Angeles Grillasca | | Artikel drucken
Lesedauer: 6 Minuten

Die Sonne war noch nicht aufgegangen, als Jacinta den langen Weg nach Tuxtlachico einschlug. Natürlich war die Stadt nicht so weit entfernt, aber sie beschloss, einen weiten Umweg über den am Fluss entlang laufenden Pfad zu machen, um nicht durch das Dorf Mediomonte gehen zu müssen. Fast alle taten dies, da sie Angst vor dem hatten, was man über den Ort erzählte: dass kein Fremder ihn lebendig verließ, dass er Zufluchtsort für die Mörder der Gegend war, dass die Priester mit der Machete niedergemetzelt wurden, dass ein Stoßtrupp Soldaten verschwand und dass der General den Ort plünderte. Jacinta aber mied den Ort, weil sie es eilig hatte.

Gegen drei Uhr nachmittags kam sie an die Panamericana, die nach Guatemala führt. Sie kauerte sich nieder und drückte ihr rechtes Ohr auf den Asphalt, um zu hören, ob sich ein Auto näherte. Nachdem sie festgestellt hatte, dass keine Gefahr bestand, überquerte sie schnell die Straße, indem sie kleine Sätze machte, ganz so wie eine frisch geschlüpfte Heuschrecke; mehr erlaubte ihr langes Kleid nicht, das sie wie ein taco umhüllte.
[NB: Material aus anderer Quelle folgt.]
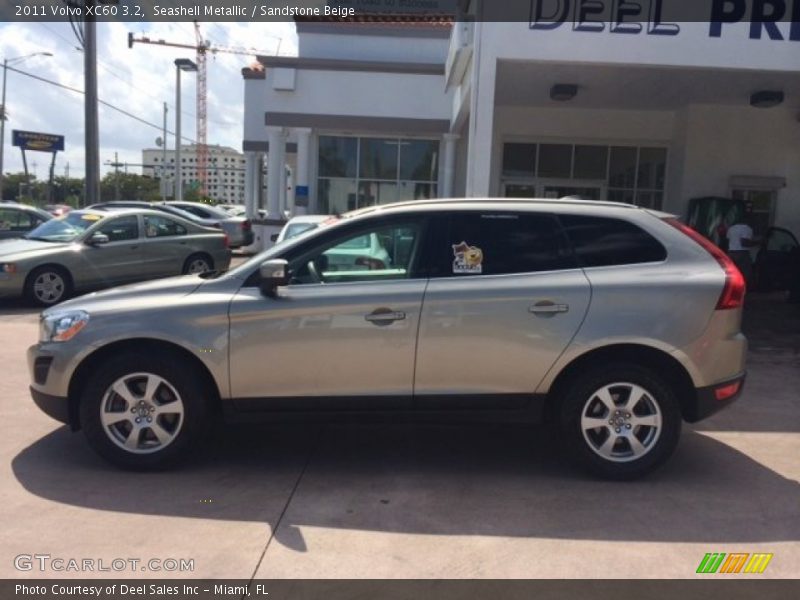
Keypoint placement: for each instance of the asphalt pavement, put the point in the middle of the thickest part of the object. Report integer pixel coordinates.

Ohne das Tempo ihrer kleinen Sprünge zu verringern, bog sie nun in einen Weg ein, auf den Ceibabäume ihre Schatten warfen. Sie war so sehr damit beschäftigt zu überlegen, was sie dem Bürgermeister erzählen würde, dass sie beinahe an ihrer Gevatterin vorbeilief, ohne sie zu grüßen, was seltsam war, da sie ansonsten immer mehrere Stunden ausharrte und mit ihr sprach.

Schließlich machte sie an einem mit Kalk geweißten Stein halt, auf dem stand: HIER BEGINNT DAS SCHÖNE TUXTLACHICO. NUR DER INDIO, DER NACKT ANKOMMT, MUSS SICH WAS ANZIEHEN. DIE ANDEREN NICHT.
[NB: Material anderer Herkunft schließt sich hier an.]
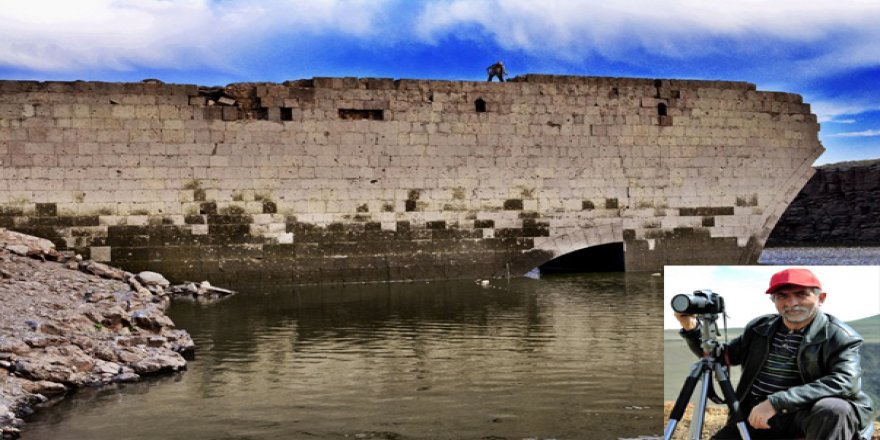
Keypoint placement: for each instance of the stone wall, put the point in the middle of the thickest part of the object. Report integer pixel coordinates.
(840, 205)
(346, 179)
Jacinta holte eine scheinbar neue Bluse aus ihrer Umhängetasche. Sie war rechteckig und ärmellos sowie mit Spitzen und bunten Seidenbändern besetzt (ein Geschenk von Pedro, ihrem jetzigen Mann), und während sie sich die Bluse überzog, dachte sie: „man kann nicht mal so ins Dorf gehen, wie man geboren wurde, sonst tobt die Obrigkeit… Was soll’s, wozu sind die Brüste denn da? Doch sowieso nur zum säugen und spielen…“

Als sie an den Dorfplatz kam, war sie hochrot im Gesicht. Die Hitze hatte ihr so arg zugesetzt, dass sie völlig außer Atem war. Sie ging zum Brunnenbecken auf der Platzmitte und tauchte den Kopf unter Wasser, womit sie die in aller Ruhe schwimmenden Enten aufschreckte. Dann schüttelte sie sich das Wasser aus den Zöpfen, legte sie wieder über den Kopf, fast bis auf die Stirn, knotete sie mit einem roten Haarband aus ihrer Umhängetasche zusammen und ging zum Bürgermeisteramt.
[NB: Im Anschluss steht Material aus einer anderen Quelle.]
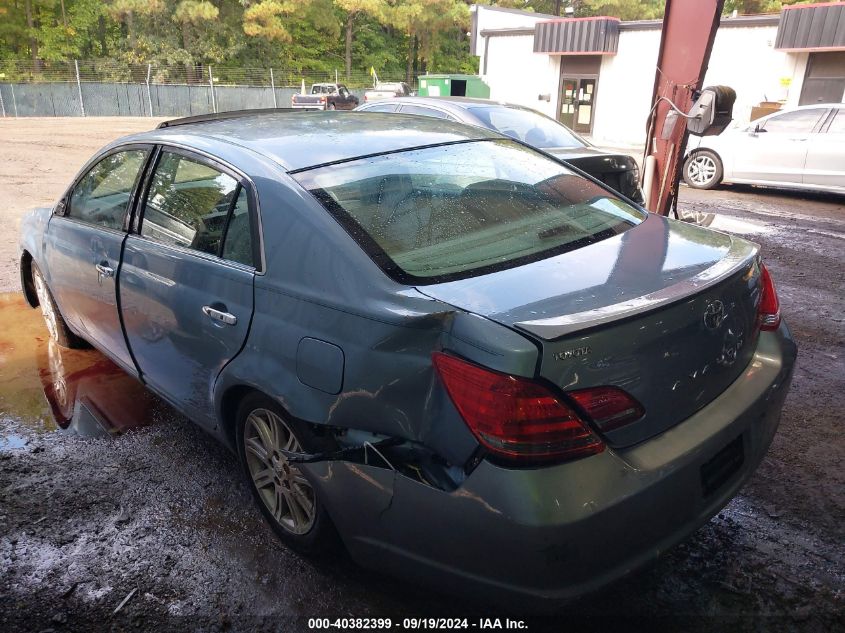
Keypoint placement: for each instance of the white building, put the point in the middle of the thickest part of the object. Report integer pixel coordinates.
(596, 75)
„He du“, rief sie dem Wachposten zu. „Ich will mit dem Bürgermeister sprechen.“

„Pech gehabt! Der ist nämlich schon weg“, antwortete der wegen der Hitze schlecht gelaunte Polizist. „Was ist dein Anliegen?“

„Ich will mit dem Bürgermeister sprechen.“

„Dann musst du bis Montag warten. Wenn der Bürgermeister sich ins Wirtshaus verzieht, dauert es einige Tage, bis er wieder auftaucht“, erklärte er und wischte sich mit einem roten Halstuch den Schweiß von der Stirn. „Warum sagst du mir nicht, was du willst, und ich sag’s ihm, sobald er wieder auftaucht.“

„Geh dich das vielleicht was an? Ich werd hier auf ihn warten.“

„Zufällig geh ich jetzt auch, und du kannst nicht hier bleiben.“

„Egal. Ich lege mich in eine Ecke und warte.“

„Das ist deine Sache, wenn du auf dem Boden schlafen willst! Sicher bist du daran gewöhnt.“

Jacinta fand keinen geeigneten Platz zum Schlafen. Deshalb hockte sie sich auf die Stufen des Bürgermeistersamtes. Allmählich legte sich die Nacht über Tuxtlachico, die Laterne auf dem Platz wurden angeschaltet und das nostalgische Rot der Abenddämmerung erlosch. Die Grillen begannen ihr schrilles, ausdauerndes Gezirpe. „Sie bitten den Himmel um Wasser“, dachte Jacinta, während sie langsam einnickte.

„Immer dasselbe“, sagte sie sich und bettete den Kopf auf eine Stufe. „Man kommt mit guten Absichten und wird nicht empfangen… Warum gibt’s dann überhaupt eine Polizei? Ich hab keine Lust, dass mein Pedro wegen der Felipa dran glauben muss. Die ist sauer, weil er sie nicht beachtet. Warum verguckt sie sich auch in einen Mann, der in festen Händen ist? Letztens hat sie ihn mit roten Blumen und Friedhoferde beworfen. Und gestern, gerade als Pedro in die Kakaopflanzung gehen wollte, stand sie plötzlich vor ihm. Sie sieht ihn, wirft sich hin, küsst den Boden und ruft den Tod an. Wenn die Polizei sie nicht in ihre Schranken verweist, mach ich Felipa mit der Machete nieder! Was glaubt sie eigentlich, wer sie ist, dass sie sich einbildet, mir den Mann wegnehmen zu können?“

Am nächsten Morgen ließ die Sonne wie immer die gewaltige Masse des Vulkans Tacaná deutlich hervortreten, um dann zwischen den Bergen aufzugehen. Jacintas Magen machte seltsame Geräusche, „mein Bauch gleicht dem einer entwöhnten jungen Tigerkatze: der Magen knurrt vor Hunger“, dachte sie, während sie sich aus der unbequemen Haltung erhob, in der sie geschlafen hatte.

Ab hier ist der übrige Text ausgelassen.